The core of the argument is that it's a control issue: some parents are too dominating of their children, others too accommodating. As one commenter put it: "How would you feel if someone else tried to make you eat when you are not hungry? Or tried to make you eat something that you didn't like the taste of? You'd hate them for it and resist them every step of the way."
It's an excellent point, but the counter-argument is that children don't really know what they ought to eat or when they ought to eat it. Left to their own devices, they would constantly be grazing on sugary snack foods that are entirely devoid of nutritional value. And it is the responsibility of a parent to develop healthy behavior in their children, which quite often requires control.
It is, in fact, a matter of balance. Some parents are entirely self-centered and domineering when it comes to feeding the kids, others are entirely delinquent in their duties. Exactly where to strike a balance is a matter of debate, largely derived from culture. There is a broad range of acceptability, in which children are neither malnourished nor obese.
The same can be said in the economic sector, in which producers and regulators seek to protect the public from its own ignorance and short-sightedness. But because customers are adults, with the right to choose for themselves (even when their choices are harmful) it becomes a much more delicate matter.

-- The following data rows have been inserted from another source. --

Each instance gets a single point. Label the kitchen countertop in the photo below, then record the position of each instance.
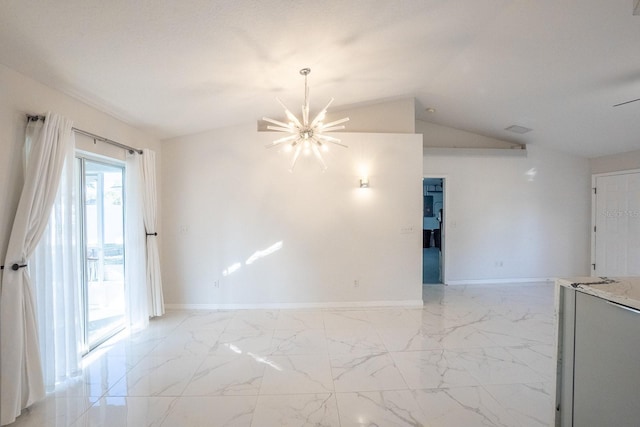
(621, 290)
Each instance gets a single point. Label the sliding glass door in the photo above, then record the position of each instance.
(103, 247)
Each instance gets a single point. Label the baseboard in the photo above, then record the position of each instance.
(500, 281)
(309, 305)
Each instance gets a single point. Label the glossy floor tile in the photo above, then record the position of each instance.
(472, 356)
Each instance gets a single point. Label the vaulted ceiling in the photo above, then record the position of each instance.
(175, 67)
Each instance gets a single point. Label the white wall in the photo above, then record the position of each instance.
(20, 95)
(227, 197)
(616, 162)
(529, 210)
(443, 136)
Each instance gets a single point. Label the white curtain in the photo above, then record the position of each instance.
(149, 198)
(55, 273)
(21, 380)
(137, 311)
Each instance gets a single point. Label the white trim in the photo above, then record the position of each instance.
(303, 305)
(594, 197)
(623, 172)
(501, 281)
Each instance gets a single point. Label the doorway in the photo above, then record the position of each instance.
(101, 204)
(616, 224)
(433, 191)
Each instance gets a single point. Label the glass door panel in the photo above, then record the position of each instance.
(104, 247)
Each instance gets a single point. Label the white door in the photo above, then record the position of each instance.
(617, 225)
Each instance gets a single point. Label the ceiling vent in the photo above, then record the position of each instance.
(518, 129)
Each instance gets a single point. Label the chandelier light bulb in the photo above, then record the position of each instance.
(306, 135)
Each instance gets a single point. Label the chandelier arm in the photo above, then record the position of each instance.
(316, 152)
(305, 115)
(321, 114)
(279, 128)
(337, 122)
(331, 140)
(338, 144)
(331, 129)
(296, 154)
(281, 141)
(275, 122)
(289, 114)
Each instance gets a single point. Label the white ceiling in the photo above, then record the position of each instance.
(175, 67)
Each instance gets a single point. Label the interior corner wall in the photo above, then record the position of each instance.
(616, 162)
(514, 218)
(20, 95)
(392, 116)
(246, 232)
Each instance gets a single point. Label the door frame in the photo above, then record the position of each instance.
(445, 229)
(84, 156)
(594, 178)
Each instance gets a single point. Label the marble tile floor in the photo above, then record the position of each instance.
(472, 356)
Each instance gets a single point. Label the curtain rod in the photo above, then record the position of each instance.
(34, 118)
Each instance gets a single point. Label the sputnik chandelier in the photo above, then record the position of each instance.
(306, 136)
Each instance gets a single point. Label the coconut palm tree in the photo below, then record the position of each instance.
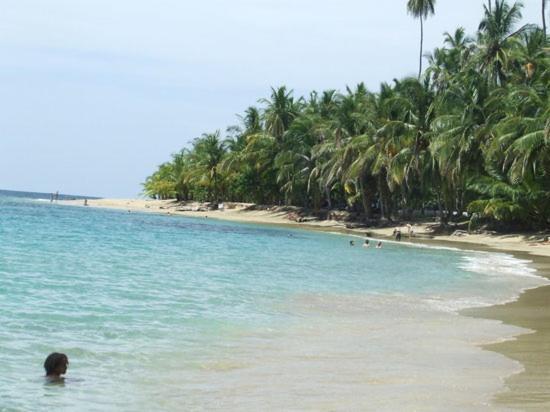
(421, 9)
(544, 17)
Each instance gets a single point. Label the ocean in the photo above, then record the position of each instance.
(159, 312)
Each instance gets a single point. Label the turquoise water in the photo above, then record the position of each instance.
(143, 304)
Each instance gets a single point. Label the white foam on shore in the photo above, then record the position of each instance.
(500, 278)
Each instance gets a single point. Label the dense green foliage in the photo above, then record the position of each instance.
(471, 135)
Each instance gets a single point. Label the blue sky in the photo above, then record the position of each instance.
(95, 93)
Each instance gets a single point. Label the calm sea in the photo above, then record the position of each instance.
(170, 313)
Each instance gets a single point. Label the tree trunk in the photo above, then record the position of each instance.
(421, 45)
(365, 199)
(327, 194)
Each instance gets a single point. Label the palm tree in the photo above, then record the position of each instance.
(421, 9)
(208, 152)
(495, 33)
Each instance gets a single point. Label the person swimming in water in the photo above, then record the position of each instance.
(56, 365)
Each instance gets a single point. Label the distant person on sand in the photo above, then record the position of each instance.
(56, 365)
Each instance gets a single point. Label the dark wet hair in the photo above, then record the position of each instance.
(53, 361)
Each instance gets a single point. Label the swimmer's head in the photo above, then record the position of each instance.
(56, 364)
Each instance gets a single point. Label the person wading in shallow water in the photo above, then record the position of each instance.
(55, 366)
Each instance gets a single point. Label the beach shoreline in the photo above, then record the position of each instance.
(526, 390)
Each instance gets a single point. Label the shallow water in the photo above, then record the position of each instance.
(159, 312)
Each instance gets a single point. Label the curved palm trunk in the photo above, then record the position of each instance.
(421, 46)
(544, 17)
(366, 199)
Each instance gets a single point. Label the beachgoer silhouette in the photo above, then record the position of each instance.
(56, 365)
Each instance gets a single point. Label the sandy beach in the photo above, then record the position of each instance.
(528, 390)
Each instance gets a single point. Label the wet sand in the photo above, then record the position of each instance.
(528, 390)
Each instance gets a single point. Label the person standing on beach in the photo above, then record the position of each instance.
(56, 365)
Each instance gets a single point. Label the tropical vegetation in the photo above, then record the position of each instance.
(469, 137)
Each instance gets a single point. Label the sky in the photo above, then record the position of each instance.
(95, 94)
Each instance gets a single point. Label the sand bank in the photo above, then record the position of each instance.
(242, 212)
(527, 390)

Companies may attempt to regulate the behavior of consumers by various methods (choosing what to produce, providing customer support and education, providing price incentives to make wiser choices), but this seems to be seldom - they have a profit motive to provide whatever customers demand, and it's noticeable that the better choices are often economically disadvantageous. Take the example of food: anything that is labeled as light, healthy, organic, or whatnot is always more expensive than a less healthy alternative.

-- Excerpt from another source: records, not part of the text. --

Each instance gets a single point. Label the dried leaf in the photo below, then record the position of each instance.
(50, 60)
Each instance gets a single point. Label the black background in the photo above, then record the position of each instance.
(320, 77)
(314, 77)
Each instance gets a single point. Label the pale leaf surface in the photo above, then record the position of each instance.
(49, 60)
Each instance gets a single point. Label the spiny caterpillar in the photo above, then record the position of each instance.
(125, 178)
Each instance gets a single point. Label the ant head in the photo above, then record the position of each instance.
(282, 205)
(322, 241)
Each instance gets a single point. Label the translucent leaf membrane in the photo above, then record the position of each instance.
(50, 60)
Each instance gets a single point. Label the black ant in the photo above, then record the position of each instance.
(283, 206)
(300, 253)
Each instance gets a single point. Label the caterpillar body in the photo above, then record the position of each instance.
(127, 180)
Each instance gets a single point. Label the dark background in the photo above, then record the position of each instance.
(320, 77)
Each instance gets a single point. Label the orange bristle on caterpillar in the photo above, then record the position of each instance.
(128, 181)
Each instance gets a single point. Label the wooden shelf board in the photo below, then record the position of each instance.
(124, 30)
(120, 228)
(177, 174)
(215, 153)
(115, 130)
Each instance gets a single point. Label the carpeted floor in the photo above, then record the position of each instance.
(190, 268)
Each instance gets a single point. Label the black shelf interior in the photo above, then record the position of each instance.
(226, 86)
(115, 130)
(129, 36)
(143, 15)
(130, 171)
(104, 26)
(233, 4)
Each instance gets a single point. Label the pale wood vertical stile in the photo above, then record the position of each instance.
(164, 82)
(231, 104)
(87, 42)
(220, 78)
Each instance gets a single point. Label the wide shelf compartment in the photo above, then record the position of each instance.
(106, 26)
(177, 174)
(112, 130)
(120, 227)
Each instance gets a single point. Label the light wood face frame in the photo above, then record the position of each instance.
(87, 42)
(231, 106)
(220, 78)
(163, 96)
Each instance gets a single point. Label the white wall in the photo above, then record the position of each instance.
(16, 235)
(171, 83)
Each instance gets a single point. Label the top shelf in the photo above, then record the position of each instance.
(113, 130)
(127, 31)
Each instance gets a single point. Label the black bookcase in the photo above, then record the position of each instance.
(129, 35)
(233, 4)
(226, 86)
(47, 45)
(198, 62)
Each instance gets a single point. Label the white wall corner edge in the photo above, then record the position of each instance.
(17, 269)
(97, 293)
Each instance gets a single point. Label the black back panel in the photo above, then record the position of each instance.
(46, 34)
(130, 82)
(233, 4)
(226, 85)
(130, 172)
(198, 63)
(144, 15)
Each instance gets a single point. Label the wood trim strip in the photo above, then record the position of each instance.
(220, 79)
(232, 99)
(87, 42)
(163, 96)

Regulators likewise attempt to gently encourage consumers by controlling the educational system (to teach children) and issuing warnings and bans on products (to inform or control adults) in a positive direction, but this often meets with stern consternation from the voting public when they go too far.

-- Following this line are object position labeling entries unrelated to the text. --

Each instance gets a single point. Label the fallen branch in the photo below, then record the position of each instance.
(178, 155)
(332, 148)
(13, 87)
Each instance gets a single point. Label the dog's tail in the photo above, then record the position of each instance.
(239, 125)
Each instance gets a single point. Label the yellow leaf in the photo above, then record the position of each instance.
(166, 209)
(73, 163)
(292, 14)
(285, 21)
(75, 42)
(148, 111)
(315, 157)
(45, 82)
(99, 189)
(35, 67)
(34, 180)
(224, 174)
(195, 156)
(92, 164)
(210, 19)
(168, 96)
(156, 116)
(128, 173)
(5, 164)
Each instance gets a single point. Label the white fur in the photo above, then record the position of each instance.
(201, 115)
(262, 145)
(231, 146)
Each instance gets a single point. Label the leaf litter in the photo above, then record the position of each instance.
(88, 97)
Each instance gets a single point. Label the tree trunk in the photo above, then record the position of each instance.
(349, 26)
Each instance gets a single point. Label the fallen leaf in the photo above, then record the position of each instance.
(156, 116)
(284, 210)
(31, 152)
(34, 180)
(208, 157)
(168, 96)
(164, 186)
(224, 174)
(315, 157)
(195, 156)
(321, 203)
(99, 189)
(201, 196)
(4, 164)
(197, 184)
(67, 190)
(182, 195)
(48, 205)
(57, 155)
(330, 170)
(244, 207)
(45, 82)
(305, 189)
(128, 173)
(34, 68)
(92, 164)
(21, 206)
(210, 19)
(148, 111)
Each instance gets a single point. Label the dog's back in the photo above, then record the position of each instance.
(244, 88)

Back to the original discussion about feeding the kids: the most sensible solutions seemed to involve gradually exerting influence: to be accommodating to the appetites of children (feed them when they are hungry, rather than demanding they eat on your schedule) and to be accommodating to their tastes (feed then what they will eat, slowly introducing healthier items as side dishes). This is a slower and more insidious method of domination.
There are commercial parallels: starting off consumers in an "entry product" that offers exactly what the customer demands, possibly at a financial loss, then slowly introducing alternatives that guide them to what the manufacturer wishes to sell, until the customer is fully phased into a sustainably profitable product line.
Though my sense is this has limited applicability, it does seem to have good potential for a relationship company.